Seminars and Events

Artificial Intelligence Seminar

Distributed ML System for Large-scale Models: Dynamic Distributed Training and Scalable Federated Learning

Event Details

In modern AI, large-scale deep learning models have emerged as the core technology behind many important Internet businesses, such as Search/ADs/Recommendation System/CV/NLP. BERT, Vision Transformer, GPT-3, and Switch Transformer models scale up the model size to a billion or even trillion number of parameters, showing non-trivial accuracy improvement for nearly all learning tasks. Distributed training using cloud clusters is key to the successful training of such large-scale models in a timely manner. Developing more advanced distributed training systems and algorithms can either reduce the energy cost or enable us to train even larger models. Furthermore, it is also essential to develop disruptive learning paradigms like federated learning, which can not only protect the privacy of users but also distribute the burden of handling unprecedented big data and models. This talk will mainly focus on distributed ML systems for large-scale models: dynamic distributed training for the cloud cluster (https://DistML.ai) and scale federated learning for the edge devices (https://FedML.ai).

In the first part, I will introduce PipeTransformer, an automated elastic pipelining for distributed training of Transformer models (BERT and ViT). In PipeTransformer, we design an adaptive on the fly freeze algorithm that can identify and freeze some layers gradually during training, and an elastic pipelining system that can dynamically reduce GPU resources to train the remaining active layers, and also forks more pipelines on released GPU resources to enlarge the width of data parallelism. In the second part, I will talk about scalable federated learning towards training large-scale models on resource-constrained edge devices and FedML Ecosystem, which aims at ubiquitously distributed training at the edge for diverse AI applications such as CV NLP, GraphNN, and IoT.
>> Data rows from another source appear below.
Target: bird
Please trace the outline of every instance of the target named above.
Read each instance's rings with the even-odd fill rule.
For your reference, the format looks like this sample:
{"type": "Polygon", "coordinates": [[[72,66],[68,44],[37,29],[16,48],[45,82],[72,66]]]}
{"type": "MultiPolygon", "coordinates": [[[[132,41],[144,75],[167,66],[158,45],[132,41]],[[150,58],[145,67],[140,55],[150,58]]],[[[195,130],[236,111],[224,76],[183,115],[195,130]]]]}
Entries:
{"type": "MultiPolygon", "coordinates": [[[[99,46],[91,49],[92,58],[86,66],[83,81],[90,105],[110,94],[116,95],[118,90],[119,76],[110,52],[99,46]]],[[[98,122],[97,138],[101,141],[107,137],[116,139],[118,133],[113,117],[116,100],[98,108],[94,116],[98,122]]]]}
Registration and Other Information

We will send you email announcements with details of the upcoming speakers.

Register in advance for this webinar: https://usc.zoom.us/webinar/register/WN__0VhakI6Q6i3JsasdmNWcA

After registering, you will receive an email confirmation containing information about joining the Zoom webinar.AI Seminar Series

The recording for this AI Seminar talk will be posted on our USC/ISI YouTube page within 1-2 business days:

Speaker Bio

Chaoyang He is a Ph.D. Candidate in the CS department at the University of Southern California, Los Angeles, USA. He is advised by Salman Avestimehr (USC), Professor Mahdi Soltanolkotabi (USC), Professor Murali Annavaram (USC), and Professor Tong Zhang (HKUST). He also works closely with researchers/engineers at Google, Facebook, Amazon, and Tencent. Previously, He was an R&D Team Manager and Staff Software Engineer at Tencent (2014-2018), a Team Leader and Senior Software Engineer at Baidu (2012-2014), and a Software Engineer at Huawei (2011-2012). His research focuses on distributed/federated machine learning algorithms, systems, and applications.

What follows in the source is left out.